Владлен Бахнов - Владлен Ефимович Бахнов
2) Договор входит в силу безотлагательно, и с ближайшего понедельника стороны начинают обвинять друг друга в коварных замыслах и территориальных притязаниях, нарушении прав человека, наращивании темпов вооружения, злобной клевете, облыжном охаивании, напрасном запугивании и угнетении нацменьшинств (причем Бодливия угнетает проживающих на ее территории граждан ломалийского происхождения, а Ломалия — бодливийцев).
3) Охаивать друг друга следует в печати, по радио, по телевидению, с трибуны ООН, а также на дипломатических приемах и в любом удобном случае.
4) Через три месяца после вступления в силу настоящего пакта Стороны обязуются устроить провокации на границе (место, характер и ход провокаций будут оговорены своевременно).
5) Вслед за провокациями стороны устраивают стихийные демонстрации протеста (Бодливия перед посольством Ломалии, а Ломалия — перед посольством Бодливии).
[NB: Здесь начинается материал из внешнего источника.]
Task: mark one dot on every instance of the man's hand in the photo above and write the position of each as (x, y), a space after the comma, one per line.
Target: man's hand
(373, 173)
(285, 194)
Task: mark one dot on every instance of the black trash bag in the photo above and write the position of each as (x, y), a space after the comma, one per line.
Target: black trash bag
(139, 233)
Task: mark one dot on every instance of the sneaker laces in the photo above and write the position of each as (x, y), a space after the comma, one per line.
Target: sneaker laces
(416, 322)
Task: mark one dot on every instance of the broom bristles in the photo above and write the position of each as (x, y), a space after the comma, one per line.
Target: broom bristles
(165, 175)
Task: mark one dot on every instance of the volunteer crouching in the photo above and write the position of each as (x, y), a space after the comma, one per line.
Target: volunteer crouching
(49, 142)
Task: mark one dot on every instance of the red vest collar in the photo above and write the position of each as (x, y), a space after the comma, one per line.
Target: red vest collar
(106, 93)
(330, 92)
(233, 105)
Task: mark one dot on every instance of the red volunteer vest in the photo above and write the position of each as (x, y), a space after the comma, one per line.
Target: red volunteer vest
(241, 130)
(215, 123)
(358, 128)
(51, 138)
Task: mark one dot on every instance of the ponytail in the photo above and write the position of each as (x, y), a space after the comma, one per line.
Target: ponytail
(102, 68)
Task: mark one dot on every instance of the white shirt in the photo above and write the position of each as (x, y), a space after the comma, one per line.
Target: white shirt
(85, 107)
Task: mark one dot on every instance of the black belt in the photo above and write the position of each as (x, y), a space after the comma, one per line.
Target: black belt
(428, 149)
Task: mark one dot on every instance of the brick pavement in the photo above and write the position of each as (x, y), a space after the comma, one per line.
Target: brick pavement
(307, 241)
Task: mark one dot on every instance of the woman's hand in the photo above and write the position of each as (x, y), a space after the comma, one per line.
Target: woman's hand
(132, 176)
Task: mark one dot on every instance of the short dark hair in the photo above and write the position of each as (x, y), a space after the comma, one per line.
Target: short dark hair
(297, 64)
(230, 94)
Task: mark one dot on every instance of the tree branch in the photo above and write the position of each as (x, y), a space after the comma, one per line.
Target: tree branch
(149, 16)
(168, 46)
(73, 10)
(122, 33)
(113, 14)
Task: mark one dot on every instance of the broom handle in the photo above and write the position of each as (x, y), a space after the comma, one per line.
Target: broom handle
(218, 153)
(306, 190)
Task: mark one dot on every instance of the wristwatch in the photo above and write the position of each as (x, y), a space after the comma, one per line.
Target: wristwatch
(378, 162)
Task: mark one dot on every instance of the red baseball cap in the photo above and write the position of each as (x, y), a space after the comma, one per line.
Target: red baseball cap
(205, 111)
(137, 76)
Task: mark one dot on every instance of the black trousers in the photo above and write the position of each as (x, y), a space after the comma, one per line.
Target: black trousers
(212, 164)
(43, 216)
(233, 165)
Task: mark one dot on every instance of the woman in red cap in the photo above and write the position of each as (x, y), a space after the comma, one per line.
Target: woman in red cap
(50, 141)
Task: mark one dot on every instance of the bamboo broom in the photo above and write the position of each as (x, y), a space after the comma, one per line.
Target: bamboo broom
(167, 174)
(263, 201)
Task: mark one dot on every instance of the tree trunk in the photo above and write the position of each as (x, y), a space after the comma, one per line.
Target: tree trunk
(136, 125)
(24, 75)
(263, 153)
Демонстрации же должны вылиться в народные негодования, что скажется в разгроме посольских зданий (материальный ущерб будет в дальнейшем возмещен Сторонами на взаимовыгодных условиях).
6) Все недоразумения между странами должны решаться путем ожесточенных нападок друг на друга и пропагандистской шумихи.
7) Каждая сторона своими действиями должна способствовать росту возмущения, агрессивности и страха противной стороны, что, несомненно, будет способствовать интересам миролюбивых народов обеих стран».
Пакт, конечно, был хорошо продуман и ловко составлен. Но имелась в нем одна маленькая неувязочка насчет «пограничных инцидентов». Не граничили друг с другом Ломалия и Бодливия, вот в чем дело! Находилась между двумя Высокими Сторонами та самая Полугалия. И. следовательно, негде было устраивать Высоким Сторонам пограничные инциденты, а без инцидентов не получалось народного возмущения и разгрома посольств. В общем, все шло прахом!
Македонский попытался уговорить Полугалию, чтобы та пропустила тыщонку-другую его пожарников к границам Ломалии. Они, мол, попугают, попугают Ломалию и сейчас же вернутся домой. Но Президент Полугалии Мбвабва Нурмбвабва был подозрителен и недоверчив. Он понимал, что пустить пожарников легче, чем выставить. «Моя твоя не пускала!» — сказал Президент Македонскому по телефону». «Почему?!» — обиделся Генеральный брандмайор. «Потому!!!» — ответил Мбвабва и повесил трубку.
Однако не мог же Великий Маэстро начинать искать нового врага! Да и где бы он нашел такого задушевного врага, как Кастракки! Обо всем договорились, все уладили, а тут на тебе — какой-то несговорчивый Мбвабва. и все летит к черту!
Конечно, Бодливия могла просто-напросто завоевать Полугалию и таким образом вплотную подойти к своему закадычному врагу Кастракки. И, секретно договорившись с адмиралиссимусом, министр культуры двинул своих оснащенных самой передовой техникой капельдинеров на Полугалию.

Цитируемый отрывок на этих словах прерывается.